Resenha #292 Mundo Gibi nº4 (Paulo Kobielski)

 



Quem já curte fanzines deve conhecer o Paulo Kobielski, premiado mais de uma vez por seus trabalhos. Nesta edição do seu Mundo Gibi, ele traz uma entrevista muito bacana com o quadrinista Pablito Aguiar, sobre a mistura de jornalismo com quadrinhos, uma combinação que é pouco comum mas que vemos ao longo da conversa como ela faz sentido e nos deixa se perguntando porque não é mais usada! A entrevista tem várias ilustrações das entrevistas do Pablito. Antes disso, tem um artigo muito bacana com o Cavaleiro Solitário, que trouxe muitas coisas que eu não sabia.
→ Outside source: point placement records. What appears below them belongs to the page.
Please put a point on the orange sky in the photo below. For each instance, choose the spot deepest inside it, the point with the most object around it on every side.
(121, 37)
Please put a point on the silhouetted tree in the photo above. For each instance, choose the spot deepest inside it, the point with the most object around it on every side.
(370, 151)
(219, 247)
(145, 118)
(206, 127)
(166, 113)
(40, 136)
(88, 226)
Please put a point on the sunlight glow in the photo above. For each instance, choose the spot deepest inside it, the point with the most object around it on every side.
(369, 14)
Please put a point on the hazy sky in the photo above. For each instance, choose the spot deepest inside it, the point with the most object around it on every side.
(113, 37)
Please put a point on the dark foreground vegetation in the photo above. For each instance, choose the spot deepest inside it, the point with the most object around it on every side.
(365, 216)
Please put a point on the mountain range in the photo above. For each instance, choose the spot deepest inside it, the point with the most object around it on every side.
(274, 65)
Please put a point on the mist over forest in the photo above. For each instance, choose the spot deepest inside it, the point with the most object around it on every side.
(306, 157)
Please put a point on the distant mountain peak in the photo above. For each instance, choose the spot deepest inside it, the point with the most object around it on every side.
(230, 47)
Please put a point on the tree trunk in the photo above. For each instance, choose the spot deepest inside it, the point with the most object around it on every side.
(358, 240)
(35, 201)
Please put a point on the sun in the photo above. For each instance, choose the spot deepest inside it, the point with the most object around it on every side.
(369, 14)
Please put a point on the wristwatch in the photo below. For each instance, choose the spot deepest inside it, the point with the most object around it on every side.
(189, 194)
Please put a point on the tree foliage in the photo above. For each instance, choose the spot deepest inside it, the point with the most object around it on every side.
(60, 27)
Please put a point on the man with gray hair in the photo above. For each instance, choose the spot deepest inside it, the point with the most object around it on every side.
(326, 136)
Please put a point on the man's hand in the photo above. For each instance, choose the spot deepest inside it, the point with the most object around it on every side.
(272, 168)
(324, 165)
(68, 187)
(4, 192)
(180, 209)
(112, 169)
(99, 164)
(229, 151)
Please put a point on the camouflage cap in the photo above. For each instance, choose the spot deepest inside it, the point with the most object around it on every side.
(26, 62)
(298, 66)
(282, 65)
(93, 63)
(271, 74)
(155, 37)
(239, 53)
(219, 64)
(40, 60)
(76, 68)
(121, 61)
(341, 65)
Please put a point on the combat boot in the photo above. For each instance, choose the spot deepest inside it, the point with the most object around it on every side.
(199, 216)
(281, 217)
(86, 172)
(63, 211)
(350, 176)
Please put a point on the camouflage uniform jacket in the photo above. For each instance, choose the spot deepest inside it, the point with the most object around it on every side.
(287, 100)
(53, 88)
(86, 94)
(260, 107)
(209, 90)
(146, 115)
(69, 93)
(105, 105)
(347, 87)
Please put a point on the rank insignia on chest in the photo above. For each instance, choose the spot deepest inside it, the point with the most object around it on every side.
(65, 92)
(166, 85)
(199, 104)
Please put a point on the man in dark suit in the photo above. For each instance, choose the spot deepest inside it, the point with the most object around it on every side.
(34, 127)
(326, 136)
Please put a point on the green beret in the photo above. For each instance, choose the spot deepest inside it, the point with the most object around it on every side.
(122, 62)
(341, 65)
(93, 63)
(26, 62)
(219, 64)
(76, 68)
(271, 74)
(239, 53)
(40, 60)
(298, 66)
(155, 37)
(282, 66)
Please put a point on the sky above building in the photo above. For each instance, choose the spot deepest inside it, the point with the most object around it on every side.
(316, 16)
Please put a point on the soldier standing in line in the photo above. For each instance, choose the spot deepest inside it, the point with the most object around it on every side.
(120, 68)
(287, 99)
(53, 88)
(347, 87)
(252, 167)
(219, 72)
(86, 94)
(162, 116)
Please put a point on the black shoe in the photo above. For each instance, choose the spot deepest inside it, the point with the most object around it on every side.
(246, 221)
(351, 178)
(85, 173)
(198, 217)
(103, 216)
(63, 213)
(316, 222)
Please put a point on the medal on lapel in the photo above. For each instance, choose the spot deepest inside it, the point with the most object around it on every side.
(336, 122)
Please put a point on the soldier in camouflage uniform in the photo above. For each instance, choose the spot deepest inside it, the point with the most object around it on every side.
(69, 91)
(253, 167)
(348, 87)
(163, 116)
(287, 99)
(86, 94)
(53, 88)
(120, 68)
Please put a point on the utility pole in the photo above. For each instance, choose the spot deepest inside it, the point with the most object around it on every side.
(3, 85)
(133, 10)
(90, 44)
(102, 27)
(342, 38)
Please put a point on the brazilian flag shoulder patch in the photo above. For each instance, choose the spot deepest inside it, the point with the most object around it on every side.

Leitura enriquecedora. 

Tem também a parte final de uma entrevista muito bacana também do Rubens Francisco Lucchetti, figura clássica do terror no Brasil, contando muitos causos. Tem um artigo do Paulo sobre os fanzines como resistência na contracultura, com o prof. Denílson Reis, também outro fanzineiro clássico; e também uma minicrônica do Anderson ANDF. Entre as matérias alguns quadrinhos curtinhos, afinal o nome da revista é Mundo Gibi. Muito bacana a publicação, a capa colorida e interior P&B em boa qualidade, dá gosto de ler e o conteúdo é muito legal e relaxante de ler.